Posted by: tom deplume | 29 November 2006 at 06:37 PM
you guys have got some serious problems over there! you plug it in it works you go to work in it , everybodys happy except may the oil companys!
Posted by: andrichrose | 30 November 2006 at 05:53 AM
Does "assessing the commercial feasibility" include the layoffs of another 280,000 factory workers in Michigan? Another 3 years of delays means tens of thousands of auto workers out of work. That means home foreclosures, higher crime rates, people not being able to afford to send their kids to college and neighborhood small businesses near the auto plants going under as well. The DOE should help the Big Three start producing PHEV's now.

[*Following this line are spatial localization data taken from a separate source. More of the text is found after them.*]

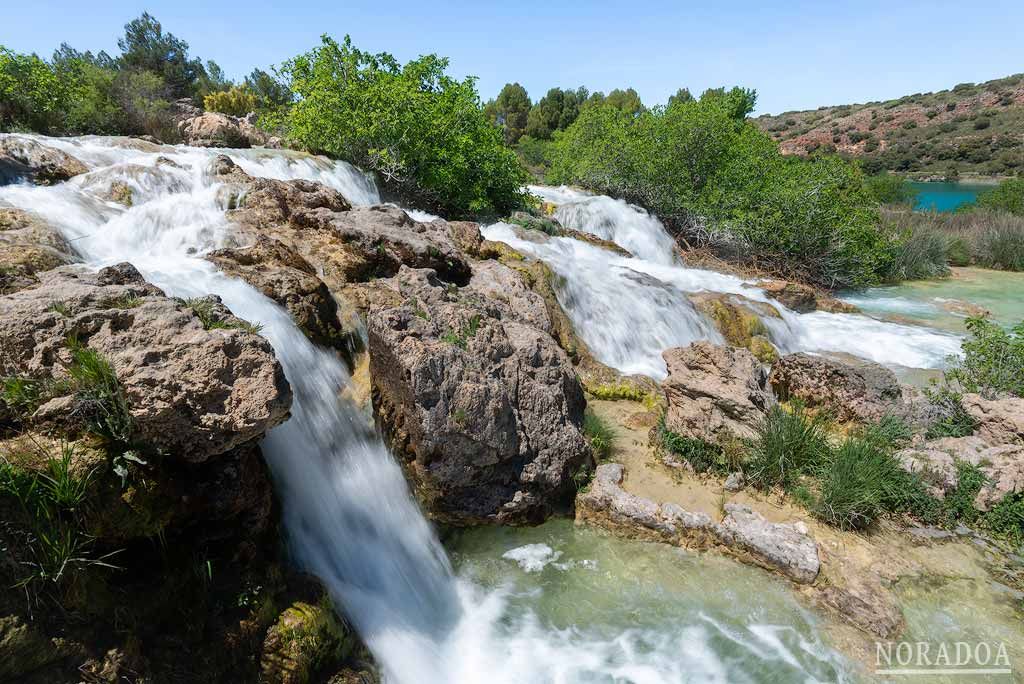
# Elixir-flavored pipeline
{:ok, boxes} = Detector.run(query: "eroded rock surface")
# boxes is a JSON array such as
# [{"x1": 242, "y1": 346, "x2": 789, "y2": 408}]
[
  {"x1": 962, "y1": 393, "x2": 1024, "y2": 446},
  {"x1": 0, "y1": 136, "x2": 88, "y2": 185},
  {"x1": 367, "y1": 266, "x2": 590, "y2": 524},
  {"x1": 661, "y1": 342, "x2": 773, "y2": 443},
  {"x1": 0, "y1": 207, "x2": 76, "y2": 293},
  {"x1": 178, "y1": 111, "x2": 268, "y2": 148},
  {"x1": 897, "y1": 435, "x2": 1024, "y2": 510},
  {"x1": 0, "y1": 263, "x2": 292, "y2": 461}
]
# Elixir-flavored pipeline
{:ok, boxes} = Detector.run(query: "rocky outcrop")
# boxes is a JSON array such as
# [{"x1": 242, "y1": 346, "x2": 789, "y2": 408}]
[
  {"x1": 261, "y1": 598, "x2": 357, "y2": 684},
  {"x1": 661, "y1": 342, "x2": 773, "y2": 443},
  {"x1": 897, "y1": 436, "x2": 1024, "y2": 510},
  {"x1": 688, "y1": 292, "x2": 780, "y2": 362},
  {"x1": 0, "y1": 207, "x2": 76, "y2": 294},
  {"x1": 755, "y1": 279, "x2": 858, "y2": 314},
  {"x1": 0, "y1": 264, "x2": 292, "y2": 461},
  {"x1": 178, "y1": 111, "x2": 268, "y2": 148},
  {"x1": 367, "y1": 267, "x2": 591, "y2": 525},
  {"x1": 769, "y1": 352, "x2": 932, "y2": 425},
  {"x1": 961, "y1": 393, "x2": 1024, "y2": 446},
  {"x1": 815, "y1": 577, "x2": 905, "y2": 639},
  {"x1": 208, "y1": 235, "x2": 354, "y2": 351},
  {"x1": 0, "y1": 136, "x2": 88, "y2": 185},
  {"x1": 577, "y1": 463, "x2": 820, "y2": 583},
  {"x1": 217, "y1": 157, "x2": 473, "y2": 289}
]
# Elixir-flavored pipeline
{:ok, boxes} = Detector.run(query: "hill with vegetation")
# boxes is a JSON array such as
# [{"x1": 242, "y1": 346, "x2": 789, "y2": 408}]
[{"x1": 755, "y1": 74, "x2": 1024, "y2": 178}]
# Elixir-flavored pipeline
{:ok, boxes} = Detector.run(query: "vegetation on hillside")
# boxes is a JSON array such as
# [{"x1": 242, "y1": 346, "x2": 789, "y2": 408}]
[{"x1": 755, "y1": 73, "x2": 1024, "y2": 178}]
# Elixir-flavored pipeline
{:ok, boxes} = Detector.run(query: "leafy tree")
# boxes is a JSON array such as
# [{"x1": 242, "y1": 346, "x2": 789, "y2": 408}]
[
  {"x1": 487, "y1": 82, "x2": 531, "y2": 144},
  {"x1": 195, "y1": 60, "x2": 232, "y2": 99},
  {"x1": 0, "y1": 47, "x2": 68, "y2": 132},
  {"x1": 245, "y1": 68, "x2": 291, "y2": 108},
  {"x1": 525, "y1": 86, "x2": 588, "y2": 139},
  {"x1": 281, "y1": 35, "x2": 527, "y2": 217},
  {"x1": 604, "y1": 88, "x2": 643, "y2": 115},
  {"x1": 865, "y1": 172, "x2": 914, "y2": 205},
  {"x1": 204, "y1": 86, "x2": 258, "y2": 116},
  {"x1": 117, "y1": 12, "x2": 203, "y2": 98},
  {"x1": 667, "y1": 87, "x2": 694, "y2": 106}
]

Posted by: Jerome Alicki | 30 November 2006 at 11:01 AM
If the big 3 can't get off their collective butts they don't deserve to survive. I'd like to see a new auto industry develope in N.A. that has fresh leadership and a fresh attitude. If they would make what we need they would last longer than making what they want and then spending a lot of effort telling us it's what we want. Rant over.
Posted by: Neil | 30 November 2006 at 06:43 PM
Scott - you write - "I believe the next version of the Prius, which is supposed to have plug in capability, will be available and selling out for the 2008 model year, that's a year an a half before this study is done."
"What a waste, just get a reporter to interview the project lead of the Prius redesign."
Can't. They just accidented him. But dead men can talk. Watch these spaces.
Posted by: Emphyrio | 02 December 2006 at 06:24 AM
One thing that occured to me is the cold start load. If you can have an HEV that can run EV while the engine is warming up before putting load on it, this might reduce pollution as well. Just put a controlled gradual load from the alternator to batteries on the engine until the ICE is up to proper temperature.